IAS Officer-Turned-Farmer Shows How to Grow Paddy with Just 25% Water — And It’s Changing Punjab’s Future

Once a top bureaucrat and now a trailblazing farmer, Kahan Singh Pannu is rewriting the rules of paddy farming in Punjab — and doing it with a fraction of the water that traditional methods demand.

Raised in Punjab’s lush farmlands, agriculture runs deep in Kahan Singh’s veins. But the state he once knew — with overflowing paddy fields and rich aquifers — is now grappling with a crisis that lies just beneath the surface: a rapidly sinking water table.

Often dubbed the “breadbasket of India,” Punjab is staring at a water emergency. According to the Central Groundwater Board, the state’s aquifers could plunge below 1,000 feet by 2039 if current water extraction continues. And the main culprit? Paddy farming. The crop dominates 87% of the Kharif season farmland, with Punjab being India’s largest extractor of groundwater — 97% of which goes into irrigation.

From Policy to Practice: Leading by Example

Kahan Singh, a 1996-batch IAS officer and former Agriculture Secretary of Punjab, saw the crisis unfold firsthand — especially in his home village of Jai Nagar. “We’ve been over-exploiting water resources for decades,” he says. “And the irony is that paddy isn’t even native to Punjab.”

Instead of retiring quietly after a distinguished public service career, Kahan Singh stepped into the field — literally. Determined to find a solution, he drew on his academic background in agriculture and years of field experience to develop a revolutionary method of rice cultivation that could slash water use by a staggering 75%.

Enter SRB: Seeding of Rice on Beds

At the heart of this transformation is a technique he calls SRB — Seeding of Rice on Beds. The concept is simple yet powerful: grow paddy without flooding the field, using raised beds and targeted watering.

“Traditional paddy farming uses up to 4,000 litres of water to grow just one kilogram of rice,” Kahan Singh explains. “Fields are kept submerged throughout the season to suppress weeds. But that’s also what’s draining our groundwater.”

To tackle this, he partnered with local manufacturers to develop a custom SRB machine — a device that simultaneously prepares raised beds and sows seeds, drastically reducing labour and water consumption.

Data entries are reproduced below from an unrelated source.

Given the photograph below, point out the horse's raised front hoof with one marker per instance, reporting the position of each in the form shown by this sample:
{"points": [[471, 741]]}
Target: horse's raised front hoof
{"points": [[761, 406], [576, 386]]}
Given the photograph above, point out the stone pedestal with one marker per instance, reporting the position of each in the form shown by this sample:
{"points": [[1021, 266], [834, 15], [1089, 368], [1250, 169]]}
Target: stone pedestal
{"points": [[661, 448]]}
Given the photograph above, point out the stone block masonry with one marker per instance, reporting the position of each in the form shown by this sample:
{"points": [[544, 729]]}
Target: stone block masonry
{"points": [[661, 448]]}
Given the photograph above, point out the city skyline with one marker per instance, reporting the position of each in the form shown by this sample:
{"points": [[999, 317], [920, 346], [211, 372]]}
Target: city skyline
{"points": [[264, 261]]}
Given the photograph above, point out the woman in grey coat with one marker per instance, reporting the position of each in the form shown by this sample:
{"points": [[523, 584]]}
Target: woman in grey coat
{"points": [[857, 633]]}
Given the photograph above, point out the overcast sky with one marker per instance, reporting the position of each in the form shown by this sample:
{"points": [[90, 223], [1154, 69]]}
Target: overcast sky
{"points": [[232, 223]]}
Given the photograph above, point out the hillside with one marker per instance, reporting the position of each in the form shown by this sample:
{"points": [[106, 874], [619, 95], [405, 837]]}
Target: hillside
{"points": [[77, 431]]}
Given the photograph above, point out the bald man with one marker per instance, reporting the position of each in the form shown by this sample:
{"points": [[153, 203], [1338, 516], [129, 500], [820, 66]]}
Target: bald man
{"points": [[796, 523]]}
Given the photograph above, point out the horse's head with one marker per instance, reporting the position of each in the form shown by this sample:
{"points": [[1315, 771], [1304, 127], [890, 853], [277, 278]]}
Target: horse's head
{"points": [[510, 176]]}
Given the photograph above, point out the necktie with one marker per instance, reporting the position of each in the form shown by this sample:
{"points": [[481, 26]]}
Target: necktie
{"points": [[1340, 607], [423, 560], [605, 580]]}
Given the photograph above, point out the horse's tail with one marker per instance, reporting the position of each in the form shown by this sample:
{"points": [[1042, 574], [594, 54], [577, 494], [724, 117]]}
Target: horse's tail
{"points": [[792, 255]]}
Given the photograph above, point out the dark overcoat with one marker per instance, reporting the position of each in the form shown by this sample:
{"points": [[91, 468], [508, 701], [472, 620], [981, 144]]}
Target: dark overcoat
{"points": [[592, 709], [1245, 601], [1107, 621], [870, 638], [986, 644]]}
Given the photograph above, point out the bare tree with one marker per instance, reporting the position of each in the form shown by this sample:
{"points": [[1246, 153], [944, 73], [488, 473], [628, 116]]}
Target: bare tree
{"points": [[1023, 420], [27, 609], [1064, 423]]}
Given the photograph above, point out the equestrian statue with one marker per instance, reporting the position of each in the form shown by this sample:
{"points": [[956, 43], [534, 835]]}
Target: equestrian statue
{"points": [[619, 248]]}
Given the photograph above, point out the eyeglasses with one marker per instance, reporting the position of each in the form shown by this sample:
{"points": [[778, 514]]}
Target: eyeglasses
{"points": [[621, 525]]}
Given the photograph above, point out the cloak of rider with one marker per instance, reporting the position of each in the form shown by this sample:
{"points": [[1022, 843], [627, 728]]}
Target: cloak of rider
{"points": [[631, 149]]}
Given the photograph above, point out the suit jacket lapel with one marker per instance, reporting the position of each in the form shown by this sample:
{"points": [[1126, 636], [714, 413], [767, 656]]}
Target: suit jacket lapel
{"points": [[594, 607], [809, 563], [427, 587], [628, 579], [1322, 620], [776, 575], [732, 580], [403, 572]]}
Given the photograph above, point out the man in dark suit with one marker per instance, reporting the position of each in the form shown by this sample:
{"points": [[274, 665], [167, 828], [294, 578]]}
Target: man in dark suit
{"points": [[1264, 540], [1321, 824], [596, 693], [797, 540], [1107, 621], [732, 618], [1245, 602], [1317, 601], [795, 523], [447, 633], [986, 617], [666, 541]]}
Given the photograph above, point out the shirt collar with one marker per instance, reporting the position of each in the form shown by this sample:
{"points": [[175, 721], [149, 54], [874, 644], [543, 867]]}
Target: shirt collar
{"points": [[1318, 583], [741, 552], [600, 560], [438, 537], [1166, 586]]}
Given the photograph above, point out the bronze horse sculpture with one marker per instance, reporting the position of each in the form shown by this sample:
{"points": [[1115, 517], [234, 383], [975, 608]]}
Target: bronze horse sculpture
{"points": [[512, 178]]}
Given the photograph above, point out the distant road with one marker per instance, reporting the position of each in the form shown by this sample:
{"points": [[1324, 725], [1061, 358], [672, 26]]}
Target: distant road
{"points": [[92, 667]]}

How It Works: Smart Farming in Action

Here’s the brilliance of SRB: After ploughing, the machine lays out two-foot-wide raised beds separated by one-foot furrows. Seeds are sown directly onto the beds, and water is supplied only in the furrows, reaching the roots without soaking the entire field.

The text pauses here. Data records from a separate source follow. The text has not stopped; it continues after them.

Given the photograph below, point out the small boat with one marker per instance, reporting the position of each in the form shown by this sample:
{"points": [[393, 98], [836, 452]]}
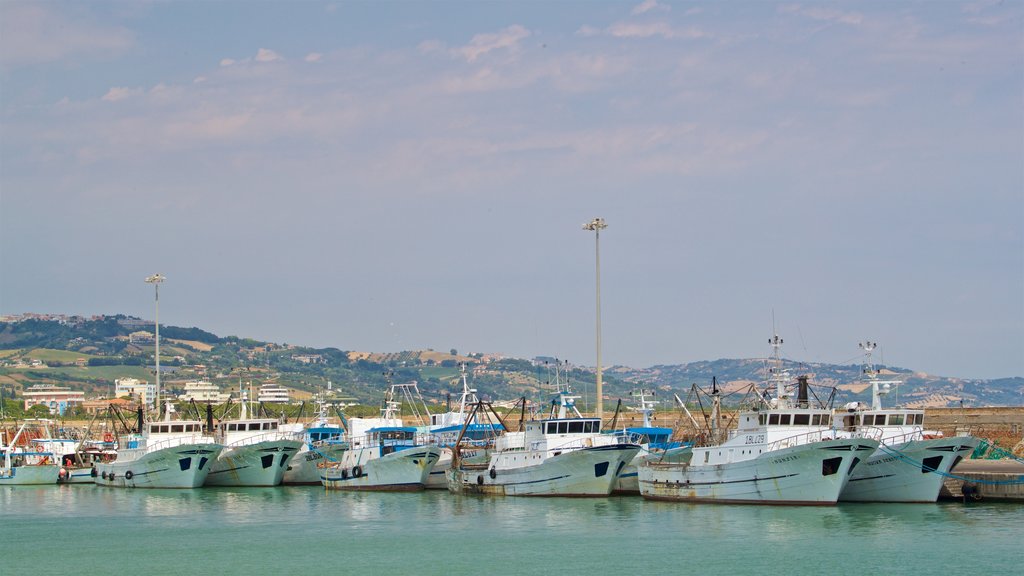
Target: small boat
{"points": [[446, 427], [910, 463], [165, 454], [24, 462], [655, 443], [256, 451], [563, 455], [323, 442], [383, 454], [785, 454]]}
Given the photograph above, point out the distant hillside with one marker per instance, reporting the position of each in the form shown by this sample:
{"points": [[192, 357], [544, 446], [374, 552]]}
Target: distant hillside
{"points": [[89, 354]]}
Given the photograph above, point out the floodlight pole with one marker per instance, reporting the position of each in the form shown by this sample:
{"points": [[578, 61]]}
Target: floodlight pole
{"points": [[597, 224], [156, 280]]}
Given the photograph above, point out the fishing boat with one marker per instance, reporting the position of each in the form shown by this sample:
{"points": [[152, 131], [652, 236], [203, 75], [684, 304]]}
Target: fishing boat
{"points": [[786, 453], [383, 454], [562, 455], [910, 463], [165, 454], [24, 462], [323, 441], [655, 443], [256, 451], [446, 427]]}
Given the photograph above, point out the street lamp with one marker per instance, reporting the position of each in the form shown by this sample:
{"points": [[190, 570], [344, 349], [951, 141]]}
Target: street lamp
{"points": [[156, 280], [597, 224]]}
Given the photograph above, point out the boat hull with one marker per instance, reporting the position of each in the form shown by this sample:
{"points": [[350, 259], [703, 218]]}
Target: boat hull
{"points": [[302, 469], [587, 471], [809, 475], [403, 470], [29, 476], [910, 471], [185, 465], [262, 463]]}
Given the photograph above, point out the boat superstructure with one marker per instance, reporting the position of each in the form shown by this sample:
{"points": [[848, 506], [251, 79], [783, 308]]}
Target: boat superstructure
{"points": [[910, 462], [25, 460], [562, 455], [383, 454], [786, 453], [166, 454], [256, 451]]}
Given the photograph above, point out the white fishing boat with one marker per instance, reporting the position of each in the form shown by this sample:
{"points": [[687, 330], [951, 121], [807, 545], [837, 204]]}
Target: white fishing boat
{"points": [[785, 454], [564, 455], [24, 462], [655, 443], [256, 451], [446, 427], [910, 463], [323, 442], [383, 454], [166, 454]]}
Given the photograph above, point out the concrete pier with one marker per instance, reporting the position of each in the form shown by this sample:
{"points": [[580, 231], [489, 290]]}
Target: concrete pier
{"points": [[1009, 475]]}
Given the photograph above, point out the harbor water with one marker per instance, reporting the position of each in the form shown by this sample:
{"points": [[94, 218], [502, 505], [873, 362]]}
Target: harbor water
{"points": [[305, 530]]}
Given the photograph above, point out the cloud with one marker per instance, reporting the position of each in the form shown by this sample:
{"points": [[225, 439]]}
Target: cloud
{"points": [[34, 33], [648, 5], [822, 13], [482, 43], [631, 30], [265, 54], [119, 93]]}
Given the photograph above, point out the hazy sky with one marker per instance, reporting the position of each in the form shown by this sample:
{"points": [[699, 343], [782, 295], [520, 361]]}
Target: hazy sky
{"points": [[400, 175]]}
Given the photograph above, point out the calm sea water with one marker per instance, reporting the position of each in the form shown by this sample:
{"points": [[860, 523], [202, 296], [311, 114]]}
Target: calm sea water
{"points": [[304, 530]]}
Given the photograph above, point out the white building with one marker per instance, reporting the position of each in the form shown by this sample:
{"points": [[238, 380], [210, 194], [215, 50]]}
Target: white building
{"points": [[57, 399], [273, 393], [135, 389], [202, 391]]}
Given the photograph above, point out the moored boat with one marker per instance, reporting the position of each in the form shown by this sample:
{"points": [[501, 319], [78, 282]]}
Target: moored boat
{"points": [[910, 462]]}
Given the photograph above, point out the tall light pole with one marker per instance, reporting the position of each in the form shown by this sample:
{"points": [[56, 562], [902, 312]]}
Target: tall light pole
{"points": [[597, 224], [156, 280]]}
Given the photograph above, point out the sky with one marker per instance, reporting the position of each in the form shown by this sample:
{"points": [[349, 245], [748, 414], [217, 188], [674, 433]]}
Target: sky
{"points": [[403, 175]]}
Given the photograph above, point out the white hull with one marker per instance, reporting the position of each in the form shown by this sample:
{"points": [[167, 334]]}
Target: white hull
{"points": [[185, 465], [262, 463], [587, 471], [910, 471], [401, 470], [28, 476], [303, 467], [809, 474]]}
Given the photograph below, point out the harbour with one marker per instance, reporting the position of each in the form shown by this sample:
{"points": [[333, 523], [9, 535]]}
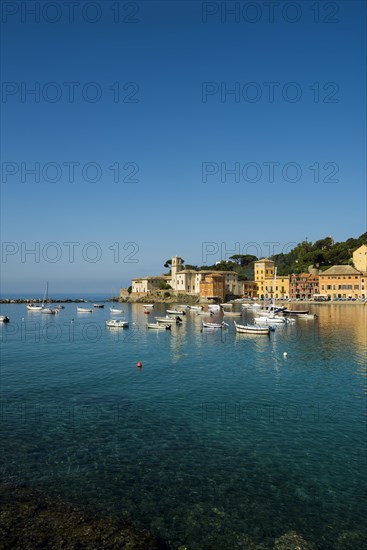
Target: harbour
{"points": [[218, 438]]}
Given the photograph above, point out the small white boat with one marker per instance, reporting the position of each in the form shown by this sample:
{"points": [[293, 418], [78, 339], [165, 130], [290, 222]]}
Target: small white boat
{"points": [[312, 316], [169, 320], [175, 312], [159, 326], [252, 329], [116, 311], [296, 311], [214, 325], [117, 323], [34, 307], [48, 310], [270, 320]]}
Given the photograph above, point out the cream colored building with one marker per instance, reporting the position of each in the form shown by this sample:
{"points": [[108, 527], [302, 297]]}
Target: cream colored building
{"points": [[343, 281], [185, 280], [264, 271], [147, 284]]}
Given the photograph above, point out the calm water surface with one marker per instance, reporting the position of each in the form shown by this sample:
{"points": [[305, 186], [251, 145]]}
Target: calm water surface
{"points": [[216, 442]]}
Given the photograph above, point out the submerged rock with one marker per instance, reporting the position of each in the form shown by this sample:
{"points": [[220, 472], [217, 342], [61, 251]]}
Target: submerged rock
{"points": [[30, 521], [292, 541]]}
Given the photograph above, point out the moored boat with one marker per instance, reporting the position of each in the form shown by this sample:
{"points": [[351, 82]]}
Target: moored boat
{"points": [[169, 320], [116, 311], [159, 326], [214, 325], [117, 323], [252, 329], [270, 321], [34, 307], [296, 311], [312, 316]]}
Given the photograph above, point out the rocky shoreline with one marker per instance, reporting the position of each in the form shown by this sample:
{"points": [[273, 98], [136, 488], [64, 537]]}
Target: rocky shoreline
{"points": [[31, 521]]}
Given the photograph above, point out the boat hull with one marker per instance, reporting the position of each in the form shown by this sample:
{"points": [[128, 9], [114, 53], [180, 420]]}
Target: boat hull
{"points": [[252, 329]]}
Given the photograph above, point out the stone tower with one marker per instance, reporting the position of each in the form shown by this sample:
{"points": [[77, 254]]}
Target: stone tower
{"points": [[175, 268]]}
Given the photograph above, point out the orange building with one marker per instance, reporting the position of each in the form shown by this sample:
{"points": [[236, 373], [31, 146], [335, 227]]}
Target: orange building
{"points": [[212, 286]]}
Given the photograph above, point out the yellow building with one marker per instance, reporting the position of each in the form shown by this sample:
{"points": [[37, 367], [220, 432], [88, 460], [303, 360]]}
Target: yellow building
{"points": [[264, 271], [248, 289], [342, 281], [360, 258], [213, 286]]}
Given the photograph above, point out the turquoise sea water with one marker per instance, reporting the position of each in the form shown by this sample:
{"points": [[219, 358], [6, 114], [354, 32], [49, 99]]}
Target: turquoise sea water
{"points": [[218, 441]]}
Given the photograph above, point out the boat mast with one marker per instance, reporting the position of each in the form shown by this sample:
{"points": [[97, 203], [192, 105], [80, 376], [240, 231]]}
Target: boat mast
{"points": [[274, 287], [45, 296]]}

This targeted irrigation means water is used only when and where it’s needed — and as a result, only 25% of the water typically used for paddy farming is required.

Solving the Weed Problem — Without Flooding

One of the biggest challenges with dry paddy farming is weed control — traditionally managed by drowning weeds under standing water. Kahan Singh tackled this with a smart solution: herbicide-tolerant seeds sourced from the Indian Agricultural Research Institute.

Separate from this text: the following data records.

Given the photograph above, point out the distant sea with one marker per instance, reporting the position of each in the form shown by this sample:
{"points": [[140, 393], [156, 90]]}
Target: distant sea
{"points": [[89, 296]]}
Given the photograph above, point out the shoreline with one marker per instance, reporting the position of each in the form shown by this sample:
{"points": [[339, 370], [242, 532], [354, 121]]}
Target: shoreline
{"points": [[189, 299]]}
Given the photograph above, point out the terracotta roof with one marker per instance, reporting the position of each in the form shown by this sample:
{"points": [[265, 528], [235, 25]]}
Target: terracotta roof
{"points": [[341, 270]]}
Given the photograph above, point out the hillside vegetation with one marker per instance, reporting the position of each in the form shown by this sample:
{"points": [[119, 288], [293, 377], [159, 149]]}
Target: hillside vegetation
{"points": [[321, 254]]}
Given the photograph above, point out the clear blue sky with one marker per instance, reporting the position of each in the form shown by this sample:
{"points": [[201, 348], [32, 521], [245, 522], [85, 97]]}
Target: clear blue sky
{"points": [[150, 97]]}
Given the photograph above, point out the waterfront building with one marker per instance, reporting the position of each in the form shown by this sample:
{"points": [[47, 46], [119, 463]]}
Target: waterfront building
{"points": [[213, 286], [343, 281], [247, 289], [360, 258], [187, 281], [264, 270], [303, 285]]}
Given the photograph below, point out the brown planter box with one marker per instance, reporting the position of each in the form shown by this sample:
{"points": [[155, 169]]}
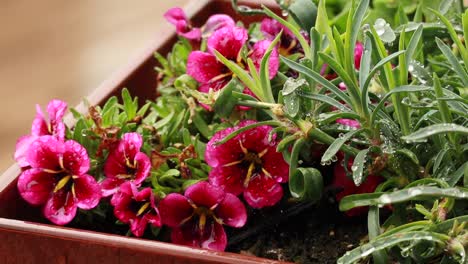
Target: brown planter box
{"points": [[26, 238]]}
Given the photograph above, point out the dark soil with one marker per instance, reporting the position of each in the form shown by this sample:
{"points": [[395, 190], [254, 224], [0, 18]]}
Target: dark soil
{"points": [[310, 235]]}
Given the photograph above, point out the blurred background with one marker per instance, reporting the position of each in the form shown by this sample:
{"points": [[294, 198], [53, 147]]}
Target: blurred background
{"points": [[64, 49]]}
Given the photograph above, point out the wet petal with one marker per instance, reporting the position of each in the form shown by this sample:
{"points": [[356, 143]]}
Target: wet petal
{"points": [[56, 109], [174, 209], [205, 194], [88, 192], [219, 155], [22, 147], [130, 144], [213, 236], [263, 191], [75, 158], [44, 153], [35, 186], [122, 211], [216, 22], [194, 34], [175, 15], [259, 50], [203, 66], [228, 41], [232, 211], [275, 165], [143, 165], [39, 125], [109, 186], [138, 226], [60, 209], [230, 178]]}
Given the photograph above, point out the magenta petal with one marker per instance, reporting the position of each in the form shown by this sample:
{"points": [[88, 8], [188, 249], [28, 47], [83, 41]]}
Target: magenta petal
{"points": [[218, 155], [35, 186], [75, 158], [274, 163], [203, 66], [174, 209], [259, 50], [216, 240], [228, 41], [205, 194], [87, 190], [232, 211], [174, 15], [194, 34], [130, 144], [121, 202], [44, 153], [229, 178], [216, 22], [56, 109], [143, 164], [109, 186], [138, 226], [39, 125], [263, 191], [60, 209], [213, 236], [22, 147]]}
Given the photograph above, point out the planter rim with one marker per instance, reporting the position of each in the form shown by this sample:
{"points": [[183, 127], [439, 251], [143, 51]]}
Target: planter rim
{"points": [[117, 79]]}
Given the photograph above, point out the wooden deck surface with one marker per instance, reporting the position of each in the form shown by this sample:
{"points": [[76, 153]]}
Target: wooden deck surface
{"points": [[64, 49]]}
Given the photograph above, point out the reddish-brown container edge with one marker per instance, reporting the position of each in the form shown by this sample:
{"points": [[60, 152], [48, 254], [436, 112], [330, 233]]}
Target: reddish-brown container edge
{"points": [[31, 242]]}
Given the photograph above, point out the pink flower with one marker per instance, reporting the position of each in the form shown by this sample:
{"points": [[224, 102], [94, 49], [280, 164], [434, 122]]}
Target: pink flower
{"points": [[358, 49], [177, 17], [125, 163], [135, 208], [347, 187], [58, 179], [228, 40], [198, 216], [248, 164], [56, 110]]}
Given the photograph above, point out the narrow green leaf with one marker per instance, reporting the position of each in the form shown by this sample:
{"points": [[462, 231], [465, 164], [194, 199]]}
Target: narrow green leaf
{"points": [[318, 78], [400, 89], [456, 66], [424, 133], [389, 241], [359, 167], [413, 193], [324, 99], [337, 144], [306, 184]]}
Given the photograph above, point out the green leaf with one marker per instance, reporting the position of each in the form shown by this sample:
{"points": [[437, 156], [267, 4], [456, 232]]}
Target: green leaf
{"points": [[225, 102], [304, 12], [456, 66], [389, 241], [241, 74], [306, 184], [318, 78], [423, 133], [400, 89], [264, 70], [129, 105], [413, 193], [337, 144], [359, 167], [294, 29]]}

“These seeds allow selective herbicides to eliminate the weeds early, letting the paddy grow strong. Within 100 days, you have a healthy crop without ever flooding your field,” he explains.

Results That Speak for Themselves

The SRB technique was piloted across 12 trial sites in Punjab, and the results were impressive. On his own farm, Kahan Singh harvested 28 quintals of paddy per acre — completely on par with traditional flooded-field methods.

Farmers are taking notice. Jaswinder Singh, a farmer from Lambra village in Hoshiarpur, used SRB on two acres last season. “I saved ₹8,000 per acre in irrigation and labour. I only had to water the field four times, compared to at least 20 times earlier. And my yield? 24 quintals per acre, just like before,” he says.

A Future Built on Conservation and Innovation

Kahan Singh Pannu’s journey from IAS officer to hands-on farmer isn’t just a personal reinvention — it’s a powerful message for Punjab, and perhaps all of India. With water scarcity becoming one of the most urgent issues in agriculture, innovations like SRB could be game-changers.

“The solution isn’t to stop growing rice,” he says. “It’s to grow smarter — and sustainably.”

In a state where water is running out and the stakes are higher than ever, one man is proving that the answer doesn’t always lie in policy papers or government mandates. Sometimes, it starts with getting your hands dirty — and showing others a better way forward.